Quantifying the Predictive Uncertainty of Regression GNN Models Under Target Domain Shifts


Yurekli S., Demirtas M. A., Rekık I.

5th International Workshop on Predictive Intelligence in Medicine (PRIME MICCAI), Singapore, Singapore, 22 September 2022, vol.13564, pp.149-159 identifier identifier

  • Publication Type: Conference Paper / Full Text
  • Volume: 13564
  • Doi Number: 10.1007/978-3-031-16919-9_14
  • City: Singapore
  • Country: Singapore
  • Page Numbers: pp.149-159
  • Keywords: Predictive uncertainty estimation, Domain shift, Regression GNNs, Brain connectivity, INTELLIGENCE, ALGORITHM
  • Istanbul Technical University Affiliated: Yes

Abstract

Predicting cognitive scores (e.g., intelligence quotient (IQ)) from functional brain connectomes enables the analysis of the underlying connectivity patterns that determine such abilities. In this context, recent works addressed IQ prediction from connectomes by designing graph neural network (GNN) architectures for regression. While effective, existing studies have two important drawbacks. First, the majority of these works train and evaluate regression GNNs on data from the same distribution. Thus, the performance of the models under domain shifts, where the target training and testing behavioral scores are drawn from different distributions, has not been considered. Second, the proposed architectures do not produce uncertainty estimates for their predictions, limiting their usage in critical real-world settings where data distribution may drastically change and render the predictions unreliable. To cope with this, a few studies proposed proposed Bayesian neural networks for estimating predictive uncertainty. However, these require heavy computation of the training process and have not been applied to regression GNNs.
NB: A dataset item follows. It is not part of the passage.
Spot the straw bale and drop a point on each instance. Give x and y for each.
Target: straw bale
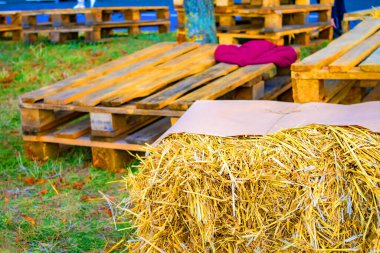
(308, 189)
To address this problem, we unprecedentedly propose a deep graph ensemble of regression GNNs for estimating predictive uncertainty under domain shifts. Our main contributions are three-fold: (i) forming ensembles of regression GNNs for estimating their predictive uncertainties, (ii) simulating domain shift between training and test sets by applying clustering algorithms in the target domain, (iii) designing a novel metric for quantifying the uncertainty of GNN ensembles. We believe our study will inspire future research on the performance and uncertainty of GNNs under domain shifts, allowing their use in real-world scenarios.